But his greatest service to the sport was as the founder of veterans fencing in Britain and Europe. In 1980 he organised the first veterans’ epee competition, which attracted just six epeeists. It was not held again until 1987, when he transformed it into a five-weapon national championships (women’s sabre was added in 1999) and 2 years later he formed the National Veterans Association (now British Veterans Fencing). Henry travelled all over the country encouraging fencers over the age of 45 to stay on in the sport. In 1991 he formed the European Veterans’ Association and organised its first championships, persuading a handful of fencers from England and Germany to stay in converted Nissen huts in the grounds of Beaumanor Hall, near Loughborough, Leicestershire.

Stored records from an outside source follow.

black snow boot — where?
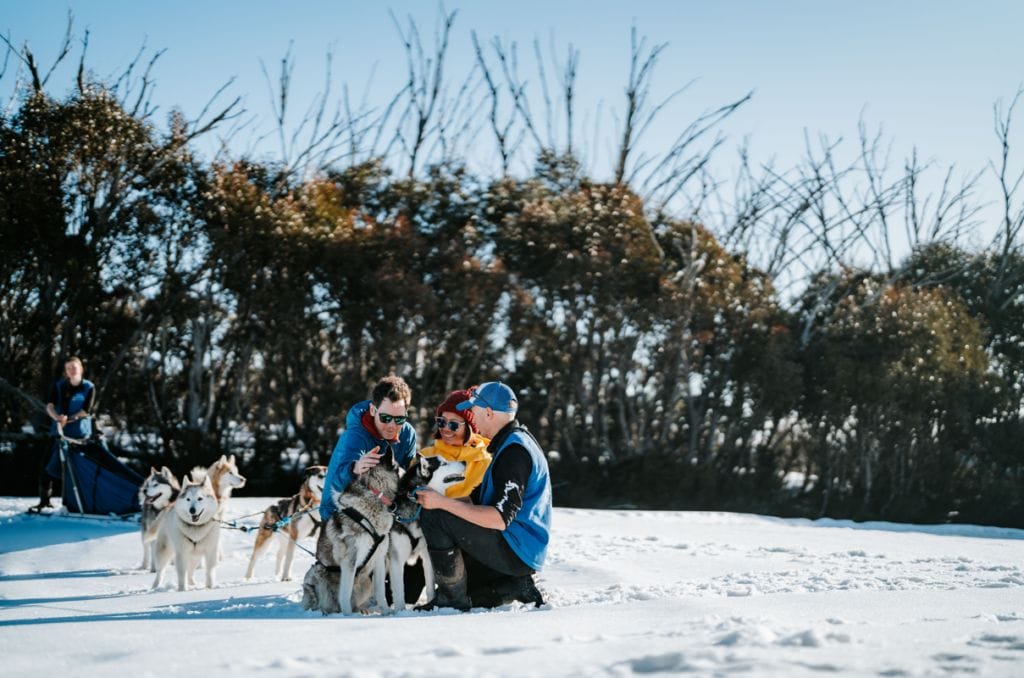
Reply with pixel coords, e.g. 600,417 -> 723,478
469,575 -> 544,607
416,549 -> 472,611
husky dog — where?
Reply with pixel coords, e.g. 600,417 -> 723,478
246,466 -> 327,582
138,466 -> 181,573
388,455 -> 466,610
189,455 -> 246,518
153,477 -> 220,591
188,455 -> 246,562
314,447 -> 398,615
302,560 -> 373,615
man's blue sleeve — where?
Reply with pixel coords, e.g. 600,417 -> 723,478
395,426 -> 418,468
319,431 -> 367,520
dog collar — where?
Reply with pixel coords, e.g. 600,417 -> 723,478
370,488 -> 391,506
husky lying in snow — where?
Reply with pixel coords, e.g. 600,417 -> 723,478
388,455 -> 466,610
153,477 -> 220,591
138,466 -> 181,573
302,448 -> 398,615
246,466 -> 327,582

From these small beginnings, the movement has grown to become one of the most successful ventures in fencing, with a national membership of around 600, biennial European championships now approaching 1800 entries across all weapons and age groups from 40-49 to 75+ and 4-yearly Commonwealth championships. The success of these events resulted in the FIE organising annual world veterans’ championships for fencers from more than 20 countries. There is also a veterans’ Winton Cup, a Celtic challenge and many other competitions for veterans. Henry is Life President of British Veterans Fencing, Vice-President of the Commonwealth Veterans Association and a former Chairman of the European Veterans Association.

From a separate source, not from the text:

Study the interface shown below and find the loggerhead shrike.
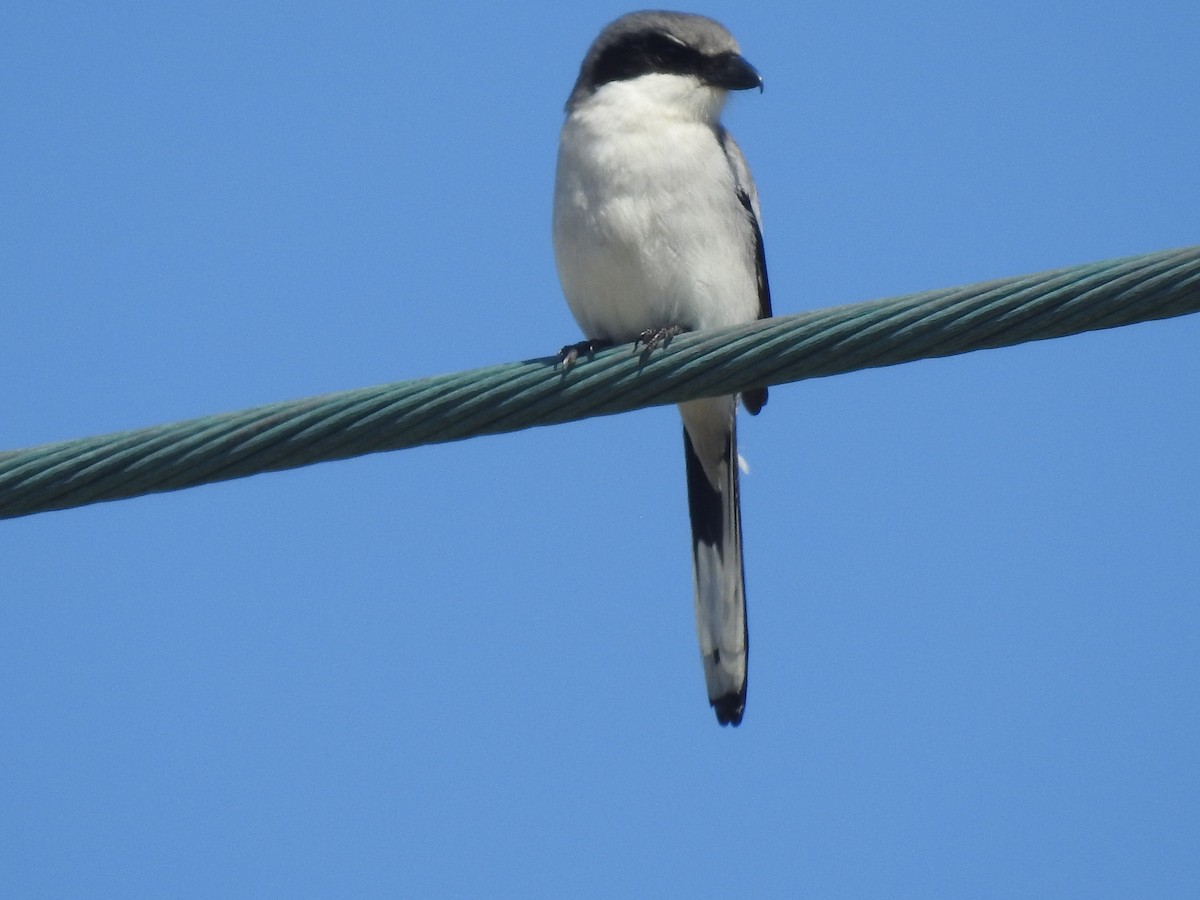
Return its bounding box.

In 1991 he wrote a three-weapon manual, Fencing: The Skills of the Game, a second edition of which was published in 1997, and was still taking copies to sell at competitions more than 20 years later. Ceaseless in his quest to spread the gospel of veterans fencing around the world, Henry has organised groups to visit Denmark, Finland, Germany, Lithuania, Luxemburg, Poland, Russia, Spain and further afield, including Tunisia, South Africa, Mexico, New Zealand and Japan.

For the past 30 years, Henry has lived on the Isle of Man, where he continues to coach and, until five years ago, fence competitively at veteran events. He also played competitive table tennis and was a regular race walker. At the age of 75 he completed a 10-mile walk in 2 hr 03 min 19 sec, which unofficially made him the fastest man in the country at that distance in his age group.

Ten years later, he entered the European veterans’ championships in France without bothering to have his equipment passed and was promptly banned. Despite his sometimes eccentric behaviour, he is held in great affection by hundreds of veteran fencers whose enjoyment of the sport he has helped to foster through the movements he founded. Henry, on your 90th birthday, we salute you.